La parola “allegoria” (dal greco állos = altro, diverso e agoréuein = parlare) significa parlare d’altro.
In arte per allegoria si intende la raffigurazione
di idee,
vizi, virtù
o stati d’animo
attraverso delle persone ritratte in atteggiamenti diversi e accompagnate da oggetti-simbolo.
Anche
la letteratura fa ampio uso di un linguaggio metaforico che a volte si avvicina
o può corrispondere ad una allegoria.
Nel Medioevo, pervaso della cultura cristiana, l’espressione attraverso le allegorie era molto diffusa; l’intero poema di Dante è stato letto in chiave allegorica e lo stesso autore ci avverte, nel canto VIII del Purgatorio ai vv. 19-21 con queste parole:
“Aguzza
qui lettor, ben li occhi al vero
ché
‘l velo è ora ben tanto sottile,
certo che ‘l trapassar dentro è leggero”.
Nel
Convivio Dante aveva però distinto
tra allegoria dei poeti e allegoria
dei teologi e aggiungeva la distinzione dei “quattro sensi” o
significati delle scritture, intese come opere scritte, chiarendo che essi sono:
letterale, allegorico, morale e anagogico (o sovrasenso).
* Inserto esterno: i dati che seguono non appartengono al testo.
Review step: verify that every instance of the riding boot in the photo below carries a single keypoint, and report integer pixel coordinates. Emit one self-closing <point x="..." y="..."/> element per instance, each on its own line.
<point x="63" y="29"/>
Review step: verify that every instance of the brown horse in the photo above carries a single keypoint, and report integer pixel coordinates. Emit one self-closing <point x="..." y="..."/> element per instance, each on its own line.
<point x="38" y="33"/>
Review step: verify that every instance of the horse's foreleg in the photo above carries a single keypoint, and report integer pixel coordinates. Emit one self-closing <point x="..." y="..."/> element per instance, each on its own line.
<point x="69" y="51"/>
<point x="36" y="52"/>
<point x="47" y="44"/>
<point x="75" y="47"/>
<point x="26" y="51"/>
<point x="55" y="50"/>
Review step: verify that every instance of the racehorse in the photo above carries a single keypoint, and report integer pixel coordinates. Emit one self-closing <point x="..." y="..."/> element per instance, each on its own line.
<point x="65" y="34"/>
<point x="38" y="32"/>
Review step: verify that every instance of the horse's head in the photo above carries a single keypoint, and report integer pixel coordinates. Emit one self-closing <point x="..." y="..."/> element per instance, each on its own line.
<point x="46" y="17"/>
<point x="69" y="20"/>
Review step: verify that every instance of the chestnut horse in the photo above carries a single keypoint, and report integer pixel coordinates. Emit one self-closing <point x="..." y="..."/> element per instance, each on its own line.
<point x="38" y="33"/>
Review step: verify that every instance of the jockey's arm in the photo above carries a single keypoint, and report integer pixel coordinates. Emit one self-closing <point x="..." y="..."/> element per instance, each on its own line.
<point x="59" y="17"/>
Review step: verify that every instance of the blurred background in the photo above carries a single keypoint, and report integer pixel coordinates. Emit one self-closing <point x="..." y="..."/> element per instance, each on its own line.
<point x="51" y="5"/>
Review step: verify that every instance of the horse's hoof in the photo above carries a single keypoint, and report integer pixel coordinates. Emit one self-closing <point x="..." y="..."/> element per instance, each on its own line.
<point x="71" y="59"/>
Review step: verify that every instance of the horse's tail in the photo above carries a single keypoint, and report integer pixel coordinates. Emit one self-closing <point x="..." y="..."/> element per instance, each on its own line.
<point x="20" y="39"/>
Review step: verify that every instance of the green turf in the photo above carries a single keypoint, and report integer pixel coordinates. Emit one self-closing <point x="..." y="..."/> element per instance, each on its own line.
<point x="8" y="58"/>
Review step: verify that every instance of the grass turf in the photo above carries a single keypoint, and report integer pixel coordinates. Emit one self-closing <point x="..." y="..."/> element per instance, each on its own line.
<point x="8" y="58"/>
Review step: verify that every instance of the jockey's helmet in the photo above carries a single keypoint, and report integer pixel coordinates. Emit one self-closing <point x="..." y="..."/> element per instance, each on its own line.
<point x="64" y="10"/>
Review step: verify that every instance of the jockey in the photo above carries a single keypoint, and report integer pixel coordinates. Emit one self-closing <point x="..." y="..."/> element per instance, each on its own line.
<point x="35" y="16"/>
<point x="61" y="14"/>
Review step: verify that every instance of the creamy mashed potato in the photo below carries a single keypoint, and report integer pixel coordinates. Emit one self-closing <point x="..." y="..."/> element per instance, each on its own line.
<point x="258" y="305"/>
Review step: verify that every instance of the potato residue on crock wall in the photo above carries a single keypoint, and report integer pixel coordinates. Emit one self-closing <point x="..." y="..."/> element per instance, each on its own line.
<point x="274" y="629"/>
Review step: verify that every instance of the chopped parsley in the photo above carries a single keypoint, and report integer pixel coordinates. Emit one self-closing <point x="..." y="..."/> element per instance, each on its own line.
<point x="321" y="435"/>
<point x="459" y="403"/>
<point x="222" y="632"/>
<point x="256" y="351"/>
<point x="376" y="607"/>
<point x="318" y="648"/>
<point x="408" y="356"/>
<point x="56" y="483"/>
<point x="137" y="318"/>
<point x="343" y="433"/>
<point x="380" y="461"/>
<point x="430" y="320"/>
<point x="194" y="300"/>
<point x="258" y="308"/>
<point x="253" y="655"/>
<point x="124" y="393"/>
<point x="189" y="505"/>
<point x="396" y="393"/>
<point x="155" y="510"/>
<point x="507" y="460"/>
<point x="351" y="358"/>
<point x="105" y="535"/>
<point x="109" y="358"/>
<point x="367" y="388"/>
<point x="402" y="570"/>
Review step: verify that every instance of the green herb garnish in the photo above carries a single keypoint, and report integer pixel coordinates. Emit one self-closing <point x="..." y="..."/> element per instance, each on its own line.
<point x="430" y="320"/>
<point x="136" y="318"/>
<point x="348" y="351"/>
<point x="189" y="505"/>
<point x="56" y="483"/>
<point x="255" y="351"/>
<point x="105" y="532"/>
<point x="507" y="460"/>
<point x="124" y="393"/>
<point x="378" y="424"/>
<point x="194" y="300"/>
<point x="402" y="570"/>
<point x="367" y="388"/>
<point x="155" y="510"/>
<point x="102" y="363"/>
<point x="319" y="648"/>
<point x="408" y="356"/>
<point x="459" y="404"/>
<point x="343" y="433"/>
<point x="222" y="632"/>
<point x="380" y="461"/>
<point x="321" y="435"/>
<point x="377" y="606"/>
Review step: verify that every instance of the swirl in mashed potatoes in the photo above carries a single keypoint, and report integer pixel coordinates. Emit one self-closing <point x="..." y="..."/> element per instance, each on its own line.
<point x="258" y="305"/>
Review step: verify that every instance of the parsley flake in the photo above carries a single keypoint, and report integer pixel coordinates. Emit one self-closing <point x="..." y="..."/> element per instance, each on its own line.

Tale suddivisione si
rifaceva alla celebre formula del distico di Agostino di Dacia (“Littera gesta
docet, quid credas allegoria,/ Moralis quid adas, quid credas anagogia): “Il
senso letterale mostra le cose avvenute, l’allegoria quello che devi credere,
il morale ciò che devi compiere, l’anagogico cio cui devi tendere”.
In
quest’ottica si può ritenere che Dante si sia riferito alla sua Comedia,
non intendendo comunque indurci a scoprire necessariamente in ogni punto tutti i
quattro livelli di interpretazione. Premesso, dunque, che nella lettura della
Divina Commedia non va mai dimenticato il suo valore poetico, possiamo
certamente accostarci ai versi danteschi con la curiosità di cogliere simboli e
allegorie.
Può
essere utile capire la distinzione tra simbolo e allegoria.
Il
SIMBOLO è di natura metaforica e fa parte della “lettera”: c’è un
rapporto immediato tra il suo significato letterale e quello traslato per cui la
comprensione diventa naturale, immediata.
L’ALLEGORIA invece non nasce da un legame naturale tra il dato sensitivo e l’idea; il suo significato è come “imposto a freddo da un’intenzione esterna” ed è perciò considerato un rapporto arbitrario e quindi di più difficile interpretazione.